Deichverband in Hodenhagen plant Schöpfwerk an der Meiße – Antrag bisher erfolglos

Im Jahr 2010 wurden die Deiche der Aller in Hodenhagen saniert und erhöht. Ziel dieser Erhöhung war, dass die Deiche einem möglichen neuen Jahrhunderthochwasser Stand halten. Die Rückstaudeiche an der Meiße wurden jedoch nicht erhöht. Um sich einen Eindruck des Hochwasserschutzes vor Ort zu machen und um die Planungen zu unterstützen, besuchte der SPD-Bundestagsabgeordnete Lars Klingbeil den Deichverband in Hodenhagen.

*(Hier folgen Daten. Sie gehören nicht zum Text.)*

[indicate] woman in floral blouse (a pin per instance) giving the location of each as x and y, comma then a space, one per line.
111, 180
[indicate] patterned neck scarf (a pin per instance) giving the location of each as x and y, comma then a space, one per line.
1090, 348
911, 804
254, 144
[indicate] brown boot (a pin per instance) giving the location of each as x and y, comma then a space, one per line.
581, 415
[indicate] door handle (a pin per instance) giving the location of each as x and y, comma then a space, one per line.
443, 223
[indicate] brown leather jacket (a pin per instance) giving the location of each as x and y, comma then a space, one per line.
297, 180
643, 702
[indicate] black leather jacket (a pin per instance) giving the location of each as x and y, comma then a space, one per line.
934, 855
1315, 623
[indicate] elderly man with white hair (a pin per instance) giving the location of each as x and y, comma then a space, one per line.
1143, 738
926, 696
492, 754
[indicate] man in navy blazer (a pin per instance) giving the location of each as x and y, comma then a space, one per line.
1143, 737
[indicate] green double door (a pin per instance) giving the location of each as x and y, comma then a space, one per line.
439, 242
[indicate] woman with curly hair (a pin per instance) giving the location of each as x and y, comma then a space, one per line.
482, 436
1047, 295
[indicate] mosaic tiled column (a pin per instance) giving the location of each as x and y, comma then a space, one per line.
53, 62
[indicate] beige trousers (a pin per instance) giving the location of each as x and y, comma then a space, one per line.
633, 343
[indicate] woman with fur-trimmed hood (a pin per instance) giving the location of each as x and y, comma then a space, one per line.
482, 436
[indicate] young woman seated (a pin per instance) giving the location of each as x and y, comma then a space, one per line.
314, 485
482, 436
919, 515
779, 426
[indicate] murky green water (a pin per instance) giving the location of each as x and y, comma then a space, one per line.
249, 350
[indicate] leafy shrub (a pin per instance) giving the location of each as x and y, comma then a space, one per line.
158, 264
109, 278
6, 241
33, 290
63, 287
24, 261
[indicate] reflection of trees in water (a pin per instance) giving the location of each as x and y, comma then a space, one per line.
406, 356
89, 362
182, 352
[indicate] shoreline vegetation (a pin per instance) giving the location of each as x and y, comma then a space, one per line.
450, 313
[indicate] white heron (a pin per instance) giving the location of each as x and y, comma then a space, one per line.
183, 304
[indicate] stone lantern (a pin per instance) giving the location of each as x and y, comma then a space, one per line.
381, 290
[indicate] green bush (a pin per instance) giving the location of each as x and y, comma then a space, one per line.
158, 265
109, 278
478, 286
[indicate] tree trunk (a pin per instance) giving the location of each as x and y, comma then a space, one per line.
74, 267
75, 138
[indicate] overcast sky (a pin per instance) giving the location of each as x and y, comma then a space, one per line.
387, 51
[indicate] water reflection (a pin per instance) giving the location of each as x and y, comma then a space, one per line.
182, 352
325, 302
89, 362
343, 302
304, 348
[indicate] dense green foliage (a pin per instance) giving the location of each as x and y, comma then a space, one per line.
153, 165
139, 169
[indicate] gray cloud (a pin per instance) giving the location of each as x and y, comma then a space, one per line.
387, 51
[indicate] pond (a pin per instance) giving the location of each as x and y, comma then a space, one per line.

Bei Hochwasser in der Aller könne das Wasser der Meiße nicht in die Aller abfließen und staut sich zusammen mit dem Allerwasser in der Meiße auf, erklärte der Deichverbandsvorsitzende Dr. Christoph Wasserfuhr auf dem Deich mit Blick auf das Gewässer. „Die Meiße tritt im östlichen Bereich von Hodenhagen über die Ufer oder drückt das Grundwasser hoch und es kann zu Überflutungen kommen“, berichtet Wasserfuhr die Folgeschäden des Hochwassers. Wasserfuhr berichtete, dass die Erhöhung der Deiche sowie die Festlegung der geschützten Gebiete wiederholt beantragt wurde – bisher allerdings erfolglos. Klingbeil unterstützt das Vorhaben nun auch andere Möglichkeiten zur Verbesserung des Hochwasserschutzes zu prüfen.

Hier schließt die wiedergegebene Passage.